Я пробормотал несколько слов себе под нос; меня удержало то, что она сравнила меня с музыкантом, играющим на мандолине, а кроме того, Рената уже слышала эту цитату из Сэмюэля Дэниела[366]. Там говорилось: «Пока робкое знание раздумывает, нахальное невежество берет верх». Я считал, что жизнь на этой земле есть также и все остальное, если только научишься постигать ее. А незнание угнетает нас и доводит до разрыва сердца.
Рената сказала:
— Что меня действительно беспокоит, так это твое излюбленное почитание всего американского и фундаментального. Стоит тебе открыть глаза, и это почитание вспыхивает каким-то мечтомрачным мерцанием. Это выдуманное слово, мечтомрачный. Кстати, мне оно понравилось, когда я заметила, как заблестели твои глазки от слов Гумбольдта, что ты чересчур многообещающий. Правда понравилось.
Мне нравилась оживленность Ренаты. Ее грубость и откровенность во сто крат лучше, чем благочестивые разговоры о любви. На них я никогда не покупался, никогда. Но ее оживленная болтовня, сопровождаемая накладыванием икры, рубленого яйца и лука на тоненький гренок, несла мне удивительное и неизмеримое успокоение.

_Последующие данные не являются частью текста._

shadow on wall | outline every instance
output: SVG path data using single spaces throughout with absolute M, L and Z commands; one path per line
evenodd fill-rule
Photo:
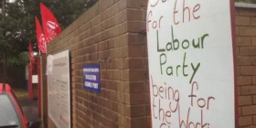
M 25 65 L 23 66 L 11 66 L 8 67 L 8 79 L 7 83 L 9 83 L 12 88 L 21 88 L 27 89 L 26 82 L 26 70 Z M 0 82 L 5 82 L 4 80 L 4 68 L 0 67 Z

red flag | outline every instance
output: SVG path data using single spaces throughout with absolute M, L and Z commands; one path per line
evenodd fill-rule
M 35 63 L 35 58 L 34 58 L 34 54 L 33 54 L 33 49 L 32 49 L 31 42 L 29 42 L 29 58 L 30 58 L 30 61 L 32 63 Z
M 36 28 L 37 28 L 37 38 L 38 48 L 42 53 L 47 53 L 46 38 L 45 38 L 45 36 L 42 32 L 41 25 L 40 25 L 37 16 L 36 16 Z
M 44 34 L 47 42 L 49 43 L 55 37 L 61 33 L 59 22 L 51 11 L 42 3 L 40 3 L 41 16 L 43 21 Z

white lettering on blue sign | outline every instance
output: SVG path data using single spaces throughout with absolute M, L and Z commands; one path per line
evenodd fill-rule
M 86 80 L 96 80 L 95 75 L 85 75 Z

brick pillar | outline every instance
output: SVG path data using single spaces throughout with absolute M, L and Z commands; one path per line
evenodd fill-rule
M 256 9 L 236 7 L 240 128 L 256 126 Z

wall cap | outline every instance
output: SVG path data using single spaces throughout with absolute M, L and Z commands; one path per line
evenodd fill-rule
M 256 8 L 256 4 L 236 2 L 235 6 L 241 7 L 241 8 Z

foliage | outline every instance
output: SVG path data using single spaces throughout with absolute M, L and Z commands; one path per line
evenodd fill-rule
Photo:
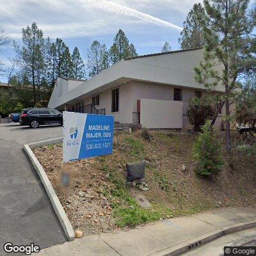
M 40 100 L 39 87 L 46 65 L 44 57 L 47 52 L 49 38 L 44 37 L 43 31 L 35 22 L 31 26 L 22 28 L 22 45 L 21 47 L 16 45 L 16 52 L 20 60 L 21 70 L 33 86 L 33 100 L 36 103 Z M 36 86 L 38 88 L 38 93 Z
M 71 56 L 73 63 L 73 77 L 76 79 L 83 79 L 85 77 L 84 64 L 83 61 L 78 48 L 76 47 L 74 49 Z
M 20 113 L 23 108 L 20 102 L 12 100 L 7 95 L 2 95 L 0 98 L 0 115 L 2 118 L 8 116 L 11 113 Z
M 88 69 L 90 77 L 109 67 L 108 52 L 105 44 L 93 41 L 88 51 Z
M 131 45 L 130 45 L 129 52 L 130 52 L 130 53 L 129 53 L 130 57 L 135 57 L 135 56 L 138 56 L 137 51 L 136 51 L 133 44 L 131 44 Z
M 196 81 L 207 88 L 225 86 L 220 108 L 226 105 L 226 147 L 231 152 L 229 106 L 236 102 L 237 80 L 256 65 L 252 31 L 256 13 L 248 10 L 248 0 L 204 1 L 206 19 L 202 21 L 204 60 L 195 68 Z M 216 68 L 218 66 L 220 68 Z
M 184 22 L 184 28 L 179 42 L 182 49 L 203 46 L 202 22 L 205 19 L 205 12 L 200 3 L 195 4 Z
M 256 128 L 256 74 L 247 77 L 237 102 L 236 117 L 239 125 Z
M 194 146 L 195 157 L 197 161 L 195 172 L 200 175 L 209 177 L 221 171 L 223 167 L 221 143 L 218 140 L 210 120 L 206 122 L 202 129 Z
M 215 102 L 209 97 L 191 99 L 188 103 L 187 118 L 195 131 L 200 131 L 206 120 L 212 120 L 218 109 Z
M 115 37 L 114 43 L 109 49 L 109 55 L 110 61 L 113 65 L 122 59 L 134 57 L 138 54 L 134 45 L 132 44 L 129 45 L 125 33 L 122 29 L 119 29 Z
M 161 52 L 168 52 L 171 51 L 172 47 L 170 44 L 168 42 L 166 42 L 164 44 L 164 46 L 163 46 Z
M 141 129 L 141 137 L 147 141 L 151 141 L 153 140 L 153 136 L 147 129 L 143 128 Z
M 138 224 L 159 220 L 161 218 L 172 214 L 170 209 L 157 207 L 142 208 L 137 201 L 130 195 L 124 183 L 118 179 L 116 170 L 111 170 L 105 162 L 105 158 L 100 159 L 102 169 L 108 174 L 109 180 L 113 186 L 110 191 L 104 192 L 113 207 L 113 216 L 116 223 L 120 227 L 134 227 Z
M 238 151 L 245 154 L 248 157 L 255 157 L 256 156 L 256 143 L 253 145 L 241 145 L 237 146 L 237 149 Z

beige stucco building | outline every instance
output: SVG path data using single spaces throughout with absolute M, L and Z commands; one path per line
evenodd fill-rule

— Слушай, — продолжала она, — перестань хихикать, как десятилетняя девочка. Давай объективно поговорим о том, что оставил Гумбольдт. Он думал, что завещает тебе настоящую ценность. Бедняга! Вот хохма! Кто купит такую историйку? О чем она? Ну и что, что пришлось проделать все дважды, сначала с подружкой, потом с женой? Зрители просто рехнутся. Продюсеры стремятся прыгнуть выше «Бонни и Клайда»[367], «Французского связного» и «Крестного отца». Убийство в надземке. Голые любовники, продолжающие трахаться, когда их тела продырявливает пулеметная очередь. Пижоны на массажных столиках, которым пули входят прямо в очки, — безжалостная Рената вполне добродушно засмеялась, потягивая пуйи-фюиссе, и прекрасно сознавала, как я восхищаюсь ее нежной шейкой с по-женски нежными белесыми полосками (здесь узорная завеса Майи-иллюзии оказывалась столь же заметной, как и везде). — Разве не так, Чарльз? Как может Гумбольдт тягаться с этим? Он мечтал очаровать публику. Но это даже тебе не удалось. Без режиссера «Тренк» никогда бы не стал кассовым. Ты сам так говорил. Что ты получил за права на экранизацию «Тренка»?